察觉到侍人意味深长的语气,洛之蘅忽地回过神,赧然解释道:“你误会了,这是我阿兄。”
侍人闻言,忙敛去眼神中的揶揄之色,连声道歉。
洛之蘅摆摆手,示意不必如此。
侍人原先活络气氛,没想到一时眼拙,闹了个大红脸,再不敢放肆。她拿着玉簪,规规矩矩地笑问:“姑娘戴上试试?”
洛之蘅客气道:“有劳。”
侍人端详片刻,轻手轻脚地簪好,随即侧身一让,捧着铜镜道:“姑娘看看。”
打磨光滑的铜镜清晰地映出人影。
为着走路方便,她今日只穿了身轻便的素纱裙,装饰寥寥,胜在飘逸轻巧。为与衣裙相衬,如瀑的墨发也只是挽了个寻常利落的发髻,只有零星几处点缀了小巧的簪花银饰,星星点点地隐匿于墨发间,并不打眼。
如今玉簪入发,簪尾的如意云纹落在发髻一侧。

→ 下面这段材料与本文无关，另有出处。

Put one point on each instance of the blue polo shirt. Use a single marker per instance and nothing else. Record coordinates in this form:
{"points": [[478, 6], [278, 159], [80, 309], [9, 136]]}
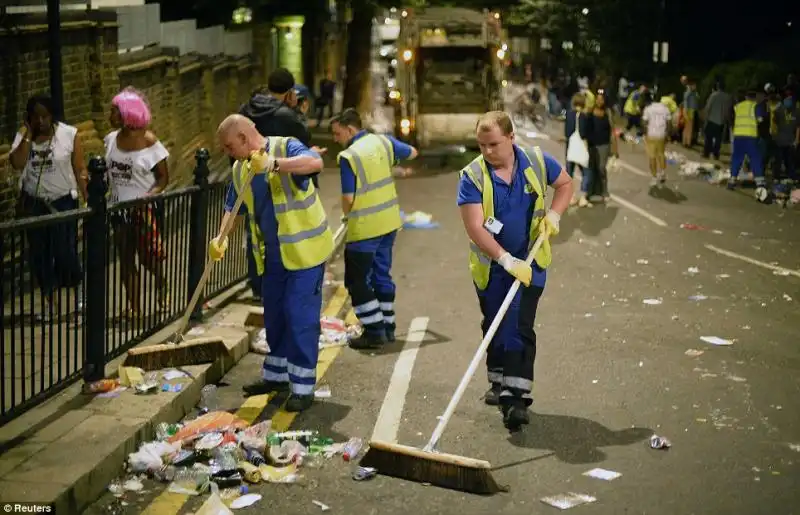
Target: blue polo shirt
{"points": [[401, 151], [264, 210], [513, 207]]}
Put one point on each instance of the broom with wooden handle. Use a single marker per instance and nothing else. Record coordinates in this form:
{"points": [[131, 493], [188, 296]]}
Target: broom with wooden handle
{"points": [[426, 465], [177, 352]]}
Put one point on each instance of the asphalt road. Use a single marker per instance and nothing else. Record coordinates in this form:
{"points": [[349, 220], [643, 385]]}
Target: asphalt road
{"points": [[611, 370]]}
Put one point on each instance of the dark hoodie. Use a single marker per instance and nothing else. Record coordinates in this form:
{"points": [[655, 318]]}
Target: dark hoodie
{"points": [[274, 118]]}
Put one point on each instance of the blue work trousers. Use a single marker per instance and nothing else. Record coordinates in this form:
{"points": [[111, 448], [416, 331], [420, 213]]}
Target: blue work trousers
{"points": [[368, 279], [512, 353], [292, 301], [746, 146]]}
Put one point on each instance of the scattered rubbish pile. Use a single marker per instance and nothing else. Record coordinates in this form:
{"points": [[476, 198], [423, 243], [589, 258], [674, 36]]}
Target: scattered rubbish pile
{"points": [[675, 158], [418, 220], [221, 454], [143, 383], [336, 332]]}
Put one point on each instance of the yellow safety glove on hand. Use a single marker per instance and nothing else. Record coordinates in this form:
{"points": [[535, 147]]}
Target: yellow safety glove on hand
{"points": [[261, 162], [516, 267], [550, 224], [216, 249]]}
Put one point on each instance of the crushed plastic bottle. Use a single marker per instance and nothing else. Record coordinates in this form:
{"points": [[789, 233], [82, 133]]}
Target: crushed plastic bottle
{"points": [[352, 448], [102, 386], [164, 430], [208, 398]]}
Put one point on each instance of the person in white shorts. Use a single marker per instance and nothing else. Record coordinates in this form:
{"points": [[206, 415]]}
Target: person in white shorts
{"points": [[656, 119], [50, 157], [137, 167]]}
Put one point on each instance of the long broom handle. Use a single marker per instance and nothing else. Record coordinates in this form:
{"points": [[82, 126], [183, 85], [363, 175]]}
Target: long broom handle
{"points": [[226, 229], [437, 433]]}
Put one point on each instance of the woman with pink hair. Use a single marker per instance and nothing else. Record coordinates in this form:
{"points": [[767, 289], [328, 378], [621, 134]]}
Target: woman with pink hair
{"points": [[137, 167]]}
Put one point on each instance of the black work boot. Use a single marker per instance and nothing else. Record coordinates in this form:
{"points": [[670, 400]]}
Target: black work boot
{"points": [[492, 395], [369, 341], [515, 414], [299, 402], [263, 387]]}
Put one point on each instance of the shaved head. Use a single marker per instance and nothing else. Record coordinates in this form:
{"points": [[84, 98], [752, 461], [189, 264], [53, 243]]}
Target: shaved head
{"points": [[238, 136]]}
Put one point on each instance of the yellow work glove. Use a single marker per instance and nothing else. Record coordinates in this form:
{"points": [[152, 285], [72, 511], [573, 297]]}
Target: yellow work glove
{"points": [[550, 224], [216, 249], [261, 162], [516, 267]]}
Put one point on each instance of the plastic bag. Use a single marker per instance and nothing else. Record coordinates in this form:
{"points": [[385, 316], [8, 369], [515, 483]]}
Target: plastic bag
{"points": [[214, 504], [576, 148]]}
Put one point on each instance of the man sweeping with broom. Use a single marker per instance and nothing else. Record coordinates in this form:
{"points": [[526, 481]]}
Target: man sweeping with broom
{"points": [[291, 242], [501, 198]]}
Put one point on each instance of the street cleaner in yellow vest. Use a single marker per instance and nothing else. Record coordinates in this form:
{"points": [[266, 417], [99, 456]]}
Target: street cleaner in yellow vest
{"points": [[747, 116], [501, 198], [372, 211], [291, 242]]}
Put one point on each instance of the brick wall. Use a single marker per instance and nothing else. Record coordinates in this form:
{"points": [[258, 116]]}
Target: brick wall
{"points": [[189, 95]]}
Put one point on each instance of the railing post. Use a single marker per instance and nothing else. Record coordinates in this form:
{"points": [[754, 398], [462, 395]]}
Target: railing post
{"points": [[198, 237], [95, 231]]}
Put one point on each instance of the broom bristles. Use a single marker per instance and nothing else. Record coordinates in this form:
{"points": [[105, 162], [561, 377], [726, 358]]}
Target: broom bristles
{"points": [[192, 352], [444, 470]]}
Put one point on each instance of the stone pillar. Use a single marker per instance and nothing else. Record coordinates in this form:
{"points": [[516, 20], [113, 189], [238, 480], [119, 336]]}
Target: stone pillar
{"points": [[290, 55]]}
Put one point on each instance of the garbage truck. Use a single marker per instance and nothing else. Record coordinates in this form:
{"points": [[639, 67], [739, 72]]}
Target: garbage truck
{"points": [[450, 70]]}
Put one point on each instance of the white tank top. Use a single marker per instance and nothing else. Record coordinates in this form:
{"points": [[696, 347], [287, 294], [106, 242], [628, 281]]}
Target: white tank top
{"points": [[48, 173], [130, 174]]}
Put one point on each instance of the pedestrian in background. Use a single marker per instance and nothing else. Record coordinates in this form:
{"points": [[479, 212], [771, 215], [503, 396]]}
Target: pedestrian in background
{"points": [[748, 115], [657, 120], [717, 113], [49, 154], [577, 121], [602, 144], [137, 167]]}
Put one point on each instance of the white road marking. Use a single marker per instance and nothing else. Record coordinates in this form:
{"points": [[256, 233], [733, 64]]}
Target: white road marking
{"points": [[633, 169], [388, 422], [752, 261], [636, 209]]}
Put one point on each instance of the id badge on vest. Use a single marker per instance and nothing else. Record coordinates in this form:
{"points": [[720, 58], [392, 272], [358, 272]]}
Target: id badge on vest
{"points": [[493, 225]]}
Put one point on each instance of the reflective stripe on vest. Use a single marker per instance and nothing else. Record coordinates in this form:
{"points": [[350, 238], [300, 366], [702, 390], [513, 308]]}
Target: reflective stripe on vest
{"points": [[376, 209], [304, 237], [535, 176], [745, 123]]}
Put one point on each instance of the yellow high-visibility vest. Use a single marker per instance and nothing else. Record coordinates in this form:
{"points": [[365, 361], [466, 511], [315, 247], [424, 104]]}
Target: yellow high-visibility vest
{"points": [[303, 234], [590, 100], [535, 175], [632, 106], [745, 123], [376, 209]]}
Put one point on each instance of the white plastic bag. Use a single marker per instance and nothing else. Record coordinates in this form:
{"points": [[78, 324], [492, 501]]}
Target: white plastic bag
{"points": [[214, 505], [576, 148]]}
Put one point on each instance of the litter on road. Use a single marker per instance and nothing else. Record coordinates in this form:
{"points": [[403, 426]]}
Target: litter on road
{"points": [[220, 453], [604, 474], [716, 340], [568, 500]]}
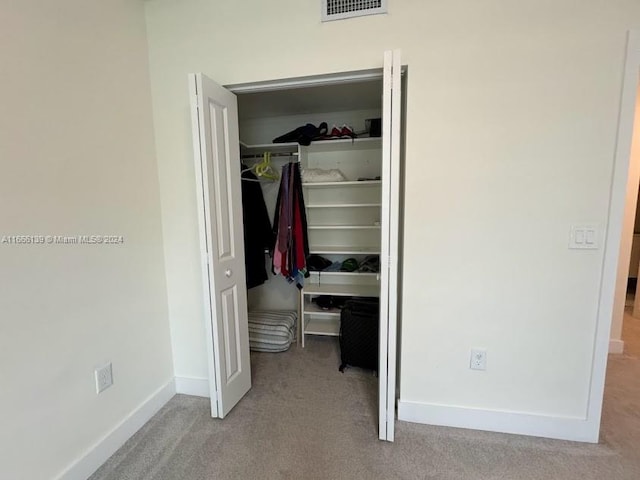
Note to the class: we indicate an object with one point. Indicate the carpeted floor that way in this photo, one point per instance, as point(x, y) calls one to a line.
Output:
point(304, 420)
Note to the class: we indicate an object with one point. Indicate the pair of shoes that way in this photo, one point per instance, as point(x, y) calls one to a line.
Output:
point(304, 134)
point(344, 132)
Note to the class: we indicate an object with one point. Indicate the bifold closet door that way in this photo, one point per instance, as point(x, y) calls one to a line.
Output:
point(217, 163)
point(391, 138)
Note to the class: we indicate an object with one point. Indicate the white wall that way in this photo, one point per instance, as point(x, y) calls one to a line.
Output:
point(511, 125)
point(76, 157)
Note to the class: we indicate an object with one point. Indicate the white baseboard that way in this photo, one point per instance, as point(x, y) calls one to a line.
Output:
point(96, 455)
point(198, 387)
point(564, 428)
point(616, 346)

伴随着簪花银饰若隐若现,仿佛点点星辰散落在浩渺夜空中,格外动人。
相比起来,另外两支步摇,美则美矣,簪在发间难免显得累赘,落了俗套。
如今这支玉簪,却与她今日的衣裙再相配不过。
洛之蘅越看越觉得满意。
打量完镜中的自己,洛之蘅将手中的两支步摇递给平夏,而后望向太子,由衷赞道:“阿兄的眼光果然妙极!这支玉簪我很喜欢。”
太子云淡风轻地“嗯”了声,显得很是宠辱不惊。
洛之蘅不以为意,莞尔问:“阿兄可选好了喜欢的冠饰?”
“选好了。”太子语气清淡,散漫道,“不过不是冠饰。”
洛之蘅本能地反问:“那是什么?”
太子也不介意她的询问,朝身后抬抬下颌,示意洛南过来。
洛之蘅循着视线望去,只见洛南双手捧着一只长锦盒,待他站定,太子抬手打开,锦盒内的物件登时跃入眼帘。
——是一面手持铜镜。
铜镜镜面平滑如新,光可鉴人。手柄约五寸长,手掌握上去仍能留下些许余地,设计得恰到好处,很是舒适。
洛之蘅瞠目结舌,好半晌才回过神,干巴巴地问:“阿兄的房中不是置放的有铜镜?可是那面铜镜有何不妥?”
太子微一摇头:“没有不妥。”
洛之蘅困惑不已地问:“那阿兄为何又要买下这面铜镜?”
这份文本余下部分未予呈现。